В продолжение пятиминутного локального наводнения Лобов деликатно делал вид, будто ничего не замечает, и лишь когда она, сняв дурацкие очки, принялась вытираться микроскопическим носовым платочком, сунул ей свой, побольше.

– Простите дуру, – она, избавившись от лишней влаги в глазах, взяла себя в руки, – Больше не буду. А куда это вы меня везете?
– Ну, раз вы не называли никакого адреса, решил покатать, развеять, так сказать… Хотите, на Остров съездим?
– Комаров покормить? Нет уж, пусть голодают. Поехали на набережную… – адрес Гошиной «норы» накрепко отпечатался в памяти, – Но я бы хотела кое о чем попросить. О двух вещах.
– Весь к вашим услугам. О чем?
– Первое – именно об этом – «вашим», «не вашим». Мы едем к одному моему знакомому, не только моему, но и Борькиному… он его одноклассник. Там у нас принято на «ты», так что желательно и нам с вами потыкать. Согласны?
– А почему только там? Давайте просто перейдем, или вы… ты против?
– Нет, я не против. Так вот, Александр Иванович, постарайся произвести на него впечатление такого, понимаешь…
– Догадываюсь. Не очень далекого, но типа крутого?
– Не совсем. Под дурня косить не стоит, он же хакер, парень хитрый, раскусит. А вот припугнуть немножко – не повредит. Сможете?.. сможешь?
– Думаю, смогу.

Лобов искоса глянул на нее, помолчал, потом посмотрел снова, но на этот раз – другим, цепким и циничным взглядом. Артист! А может, он на самом деле такой, а со мной только играет – в доброго, вежливого, тактичного? Рубаха-парень снаружи, хваткий деляга внутри? Как знать, как знать…
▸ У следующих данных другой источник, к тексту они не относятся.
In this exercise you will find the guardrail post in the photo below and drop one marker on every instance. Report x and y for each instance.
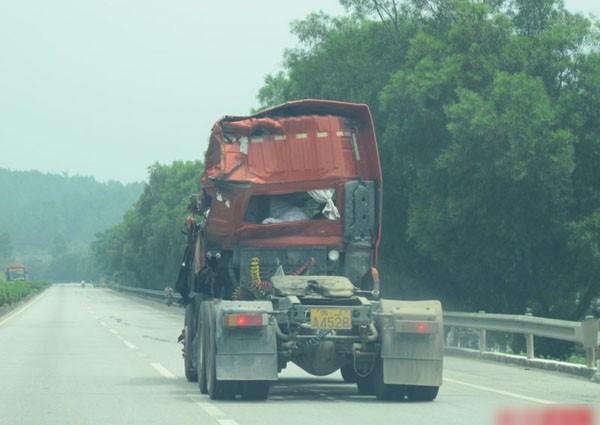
(590, 339)
(482, 338)
(529, 343)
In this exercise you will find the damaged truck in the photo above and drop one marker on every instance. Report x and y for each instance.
(281, 261)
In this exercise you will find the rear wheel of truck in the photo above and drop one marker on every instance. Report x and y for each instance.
(421, 393)
(348, 373)
(255, 390)
(217, 390)
(201, 348)
(189, 330)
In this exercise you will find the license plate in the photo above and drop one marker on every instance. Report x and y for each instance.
(330, 318)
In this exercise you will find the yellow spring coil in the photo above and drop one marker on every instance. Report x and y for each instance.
(255, 270)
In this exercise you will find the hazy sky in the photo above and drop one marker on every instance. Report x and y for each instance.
(107, 87)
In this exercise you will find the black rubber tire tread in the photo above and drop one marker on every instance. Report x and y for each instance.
(217, 390)
(421, 393)
(201, 350)
(255, 390)
(348, 373)
(191, 373)
(364, 384)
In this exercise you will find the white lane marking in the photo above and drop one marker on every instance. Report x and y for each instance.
(22, 309)
(210, 409)
(129, 344)
(501, 392)
(163, 370)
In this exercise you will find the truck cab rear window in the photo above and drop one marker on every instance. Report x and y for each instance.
(289, 207)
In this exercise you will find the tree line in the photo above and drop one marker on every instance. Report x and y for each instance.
(146, 248)
(488, 126)
(487, 118)
(48, 220)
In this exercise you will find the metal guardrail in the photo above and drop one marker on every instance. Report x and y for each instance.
(153, 293)
(584, 332)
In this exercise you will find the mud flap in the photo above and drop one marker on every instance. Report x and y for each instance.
(412, 342)
(249, 353)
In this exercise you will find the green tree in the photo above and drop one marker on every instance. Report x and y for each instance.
(6, 249)
(146, 247)
(486, 113)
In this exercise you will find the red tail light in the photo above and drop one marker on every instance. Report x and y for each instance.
(244, 320)
(422, 328)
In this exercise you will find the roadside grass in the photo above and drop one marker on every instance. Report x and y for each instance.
(12, 292)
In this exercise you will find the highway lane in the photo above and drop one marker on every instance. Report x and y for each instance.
(90, 356)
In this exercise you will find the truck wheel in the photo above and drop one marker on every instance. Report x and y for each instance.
(255, 390)
(385, 391)
(348, 373)
(421, 393)
(365, 385)
(191, 373)
(217, 390)
(201, 349)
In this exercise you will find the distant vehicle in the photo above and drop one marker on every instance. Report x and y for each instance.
(281, 261)
(15, 272)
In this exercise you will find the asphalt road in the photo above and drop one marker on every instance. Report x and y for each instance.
(88, 356)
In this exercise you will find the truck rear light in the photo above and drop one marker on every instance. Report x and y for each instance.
(244, 320)
(416, 327)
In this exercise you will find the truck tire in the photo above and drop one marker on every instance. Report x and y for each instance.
(189, 330)
(421, 393)
(365, 386)
(348, 373)
(201, 348)
(217, 390)
(255, 390)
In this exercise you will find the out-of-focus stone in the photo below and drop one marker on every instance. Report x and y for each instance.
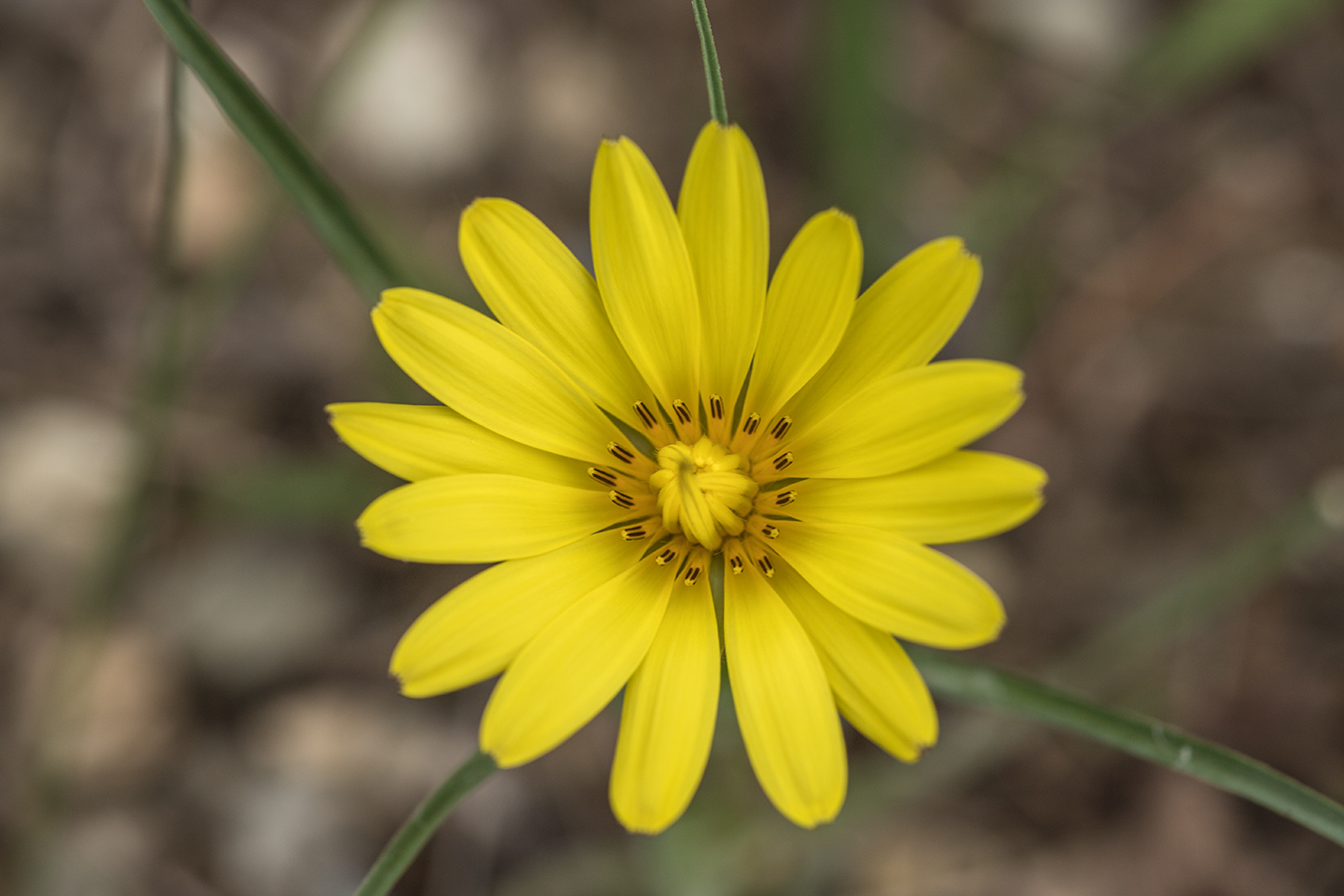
(382, 749)
(103, 854)
(121, 726)
(375, 750)
(570, 100)
(1085, 35)
(62, 469)
(418, 105)
(246, 610)
(284, 837)
(1301, 296)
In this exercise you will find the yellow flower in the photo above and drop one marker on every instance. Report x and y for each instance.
(820, 481)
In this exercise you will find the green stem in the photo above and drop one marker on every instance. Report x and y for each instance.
(406, 844)
(315, 193)
(1137, 735)
(713, 77)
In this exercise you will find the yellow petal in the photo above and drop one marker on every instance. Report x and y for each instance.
(959, 497)
(876, 685)
(422, 442)
(477, 627)
(723, 216)
(668, 716)
(491, 375)
(481, 518)
(893, 583)
(899, 323)
(784, 704)
(806, 310)
(906, 419)
(644, 272)
(538, 289)
(575, 665)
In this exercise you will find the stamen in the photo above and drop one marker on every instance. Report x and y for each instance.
(645, 415)
(734, 555)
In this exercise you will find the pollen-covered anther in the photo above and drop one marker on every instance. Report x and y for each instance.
(634, 533)
(734, 557)
(603, 477)
(760, 557)
(715, 407)
(645, 415)
(703, 492)
(695, 565)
 – Постарайся. А второе – раз мы едем к Гоше, давай заскочим за пивом. И хочу тебя предупредить: он, видишь ли…
– Голубой?
– Нет, не в этом смысле. Он как бы виртуальный… весь в своей сети, поэтому не удивляйся, у него в хате бывает не очень… беспорядок, словом.
– Срач, по-нашему?
– Пожалуй, это самое подходящее. Увидишь.
 – Знаешь, мне кажется, лучше всего будет, если ты меня введешь в курс дела. Поподробнее.
– Это долго.
– А мы торопимся?


* Виктимблейминг — термин, обозначающий перекладывание на жертву ответственности за произошедшее насилие (физическое, эмоциональное, сексуальное).